Straw Sandals

Nakano Yuu lay on the ground, his life's blood quickly draining from the major artery running down his leg. He was bare save for a cloth around his neck. Red stained the sheets and the floor. A maid walked in, carrying a towel. She had expected to see blood, but not the waterfall gushing from Nakano's wounded leg.

She screamed.

She rushed of the room, calling for help.

Yuu looked across the bed. The girl, recently having reached her fifteenth year, was looking out the window. She held the bedspread to her body, blood trickling from her at a much slower pace than Yuu's leg. Her eyes shone with the radiance of thankfulness.

"Ch—Cho…?" Yuu called softly.

Cho leapt of the bed and rushed to the dropped towel. She picked it up and, wiping herself off, went to drop it on her shoulder. She knew he was dying. She was enjoying it. She had seen the Ghost of the Fog cut through the night, bringing his knife down into Nakano's leg. Nakano's mouth had been covered, so he let out a muffled yelp as the pain exploded in his thigh. The Ghost looked at Cho. Cho had wept. Kiku dropped Nakano, knowing he had four minutes to live. He had given him a burden by allowing him to live.

Nakano was falling apart. His family had dispersed. His son-turned-beautiful woman had stopped speaking with him. His contacts with the western world crumbled. Nakano secretly thanked the Ghost for letting him out, despite the riotous agony.

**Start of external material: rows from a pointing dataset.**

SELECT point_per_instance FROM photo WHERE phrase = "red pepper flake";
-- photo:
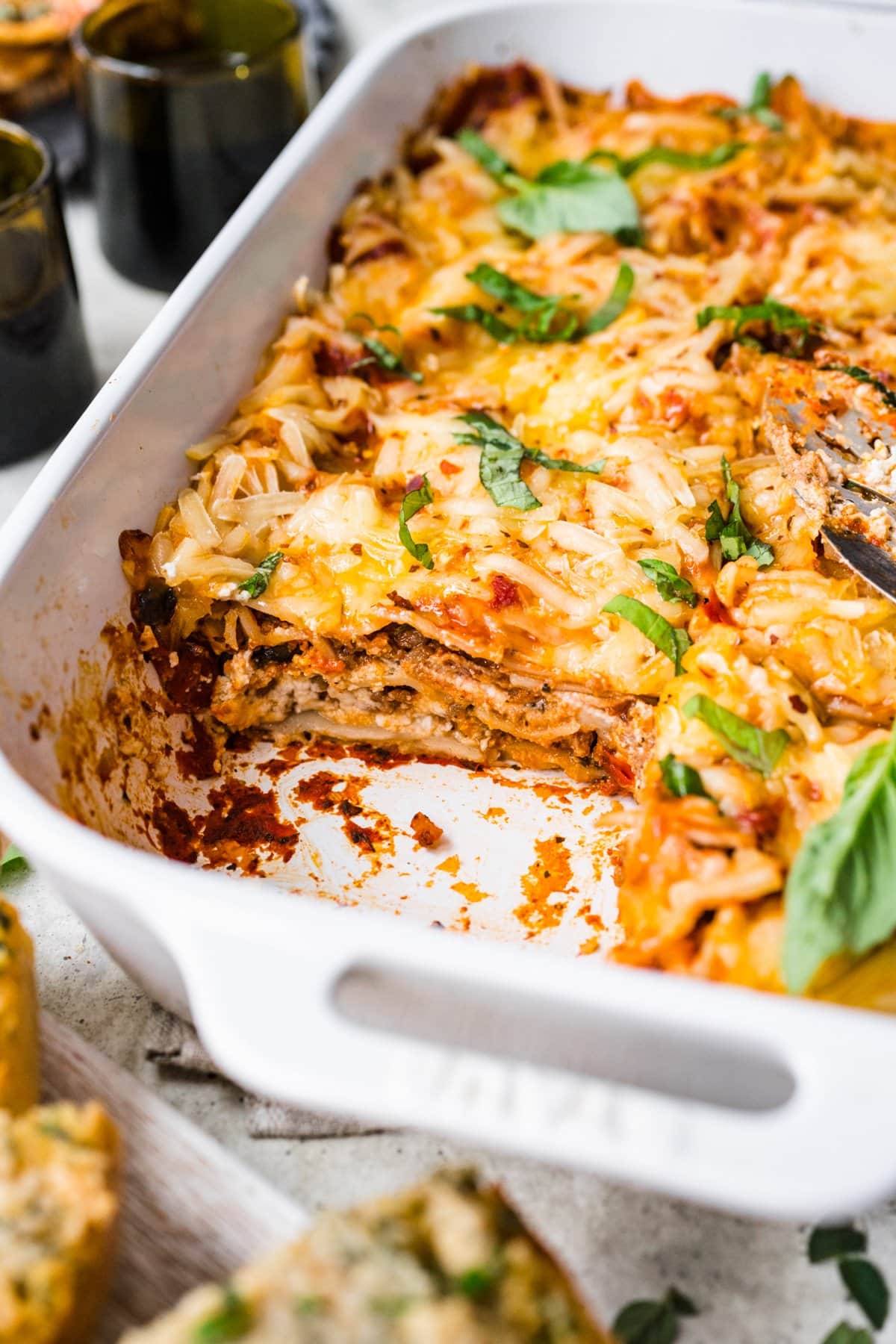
(504, 593)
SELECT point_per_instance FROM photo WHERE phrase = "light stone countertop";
(751, 1281)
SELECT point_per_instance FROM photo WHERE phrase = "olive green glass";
(187, 104)
(46, 374)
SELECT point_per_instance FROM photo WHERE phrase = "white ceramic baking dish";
(756, 1104)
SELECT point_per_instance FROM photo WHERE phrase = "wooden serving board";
(190, 1213)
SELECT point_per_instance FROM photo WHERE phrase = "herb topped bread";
(18, 1015)
(447, 1263)
(58, 1210)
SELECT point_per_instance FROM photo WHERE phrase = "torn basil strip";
(411, 504)
(671, 640)
(732, 532)
(388, 359)
(743, 741)
(257, 582)
(668, 582)
(862, 376)
(780, 316)
(501, 458)
(840, 890)
(615, 304)
(759, 105)
(682, 780)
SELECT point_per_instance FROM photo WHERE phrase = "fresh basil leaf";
(501, 458)
(497, 285)
(862, 376)
(485, 156)
(671, 640)
(839, 895)
(388, 358)
(867, 1287)
(13, 860)
(780, 316)
(847, 1334)
(751, 746)
(682, 159)
(411, 504)
(668, 582)
(832, 1242)
(231, 1322)
(648, 1322)
(759, 105)
(615, 305)
(682, 780)
(732, 532)
(257, 582)
(571, 198)
(484, 317)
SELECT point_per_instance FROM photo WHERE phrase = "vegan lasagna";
(507, 490)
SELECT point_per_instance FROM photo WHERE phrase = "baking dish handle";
(747, 1101)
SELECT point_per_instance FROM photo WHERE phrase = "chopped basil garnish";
(13, 860)
(732, 532)
(411, 504)
(386, 358)
(759, 105)
(546, 316)
(671, 640)
(862, 376)
(501, 460)
(839, 895)
(780, 316)
(615, 305)
(675, 158)
(231, 1322)
(649, 1322)
(867, 1287)
(682, 780)
(847, 1334)
(832, 1242)
(668, 582)
(257, 582)
(564, 198)
(751, 746)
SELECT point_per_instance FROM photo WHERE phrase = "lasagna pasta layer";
(343, 554)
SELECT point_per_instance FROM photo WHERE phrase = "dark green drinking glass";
(46, 373)
(187, 104)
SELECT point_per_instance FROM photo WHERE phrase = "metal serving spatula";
(806, 444)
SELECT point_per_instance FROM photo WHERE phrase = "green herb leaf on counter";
(682, 780)
(743, 741)
(648, 1322)
(257, 582)
(503, 456)
(411, 504)
(668, 582)
(732, 532)
(671, 640)
(862, 376)
(867, 1287)
(832, 1242)
(847, 1334)
(759, 105)
(231, 1322)
(13, 860)
(839, 894)
(615, 302)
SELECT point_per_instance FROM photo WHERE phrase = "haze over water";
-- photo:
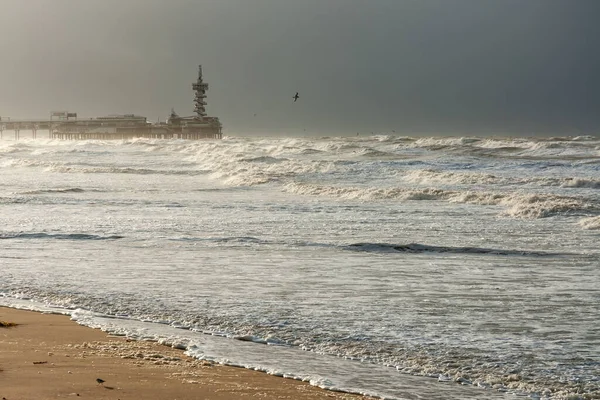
(437, 268)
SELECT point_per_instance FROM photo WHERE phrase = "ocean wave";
(590, 223)
(58, 236)
(43, 191)
(429, 176)
(422, 248)
(522, 205)
(121, 170)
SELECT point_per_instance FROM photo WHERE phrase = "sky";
(412, 67)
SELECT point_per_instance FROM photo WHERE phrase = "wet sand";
(48, 356)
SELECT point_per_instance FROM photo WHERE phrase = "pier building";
(67, 126)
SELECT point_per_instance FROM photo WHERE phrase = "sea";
(394, 266)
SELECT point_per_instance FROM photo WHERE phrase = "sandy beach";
(47, 356)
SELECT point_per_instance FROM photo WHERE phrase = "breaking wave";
(43, 191)
(517, 204)
(58, 236)
(590, 223)
(422, 248)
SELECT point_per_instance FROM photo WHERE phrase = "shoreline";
(50, 356)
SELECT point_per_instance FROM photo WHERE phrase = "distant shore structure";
(65, 125)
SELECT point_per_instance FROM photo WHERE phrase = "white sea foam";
(517, 204)
(384, 255)
(590, 223)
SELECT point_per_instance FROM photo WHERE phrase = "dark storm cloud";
(426, 66)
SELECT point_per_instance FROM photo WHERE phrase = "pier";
(66, 125)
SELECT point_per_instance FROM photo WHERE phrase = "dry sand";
(49, 356)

Cho was much smaller than Miho, his last "purchase" had been. She was not more enjoyable. She screamed less, disregarding her size. She was resilient. She wanted to escape this life as soon as possible. She didn't care if she hurt her older sister, Akira, by doing this. She just wanted to return to her home in the mountains, before she was sold.

Nakano could see the torture in her eyes. He had some of the back story from the Mistress Ai. Though it was far from enough to explain why Cho had wept when the Ghost appeared. Perhaps she thought he would attack her next.

"Cho?" Nakano asked, panting now. Sweat glued his sparse tufts of hair to his head. "Am I an evil man?"

"Yes." Cho replied.

"Have I always been?"

"I don't know." She was frank in her certainty that he was dying. She had an alibi. She knew the ghost had killed him and she would never have dreamed of doing it herself. Now, that she could see her violator perish, she felt as if she really could have. Her fingers tingled with bloodlust.

"So… That's it isn't it…" he huffed and it all went black—

But only briefly, for a flash of light burst through the remaining functions of Yuu's brain. He saw an image drifting before him.

A boy struggled through pounding rain. He held a sack to his back, his shoulders hunched forwards. His straw sandals were soggy, splashing water with each step. The boy ducked his head forwards, his straw hat bending in the wind.

Yuu watched as the boy struggled through the seemingly endless road, his knees buckling. The boy must have felt pain like a twisting snake around his heart. He coughed and moaned under the wind's howl. The rain became slanted and nearly as dense as snow. The water splattered against roofs and erupted with a symphony of clatters and clanks as it assaulted the rest of the street.

The boy continued on.

He had important messages in that sack and they would soon become too wet to read. The boy knew this and trying moving behind a building to shield some of the rain from his back. However, it was too late. His clothing stuck to him and his hair was plastered to the side of his head. His fingers bled from holding on to the string. His toes were cramped from clutching the sandals and trying not to the slide.

Still, the boy continued.

Not for much longer—Yuu thought dismally. As he did, the boy crumpled to the ground, his spirit crushed. He fell to the soaked ground, the sack rolling off his back and the straw hat snatched away by the wind. The objects tumbled far away from him. He pressed his face to the ground, wishing to relinquish the pain.

Child, when you wake the rain would have stopped and you'll find yourself in a house. You won't know who the kind stranger was, but you will be grateful for a short while. You are a child and you will soon forget. You will continue to suffer, even though you could have just held an umbrella over your head. Yuu thought brashly.

He wondered why he knew all this.

And then, as thunder struck in the dream and he sunk to death, he understood.

The boy was him. That boy is him. And that boy had no connections whatsoever to the man who would become Nakano Yuu.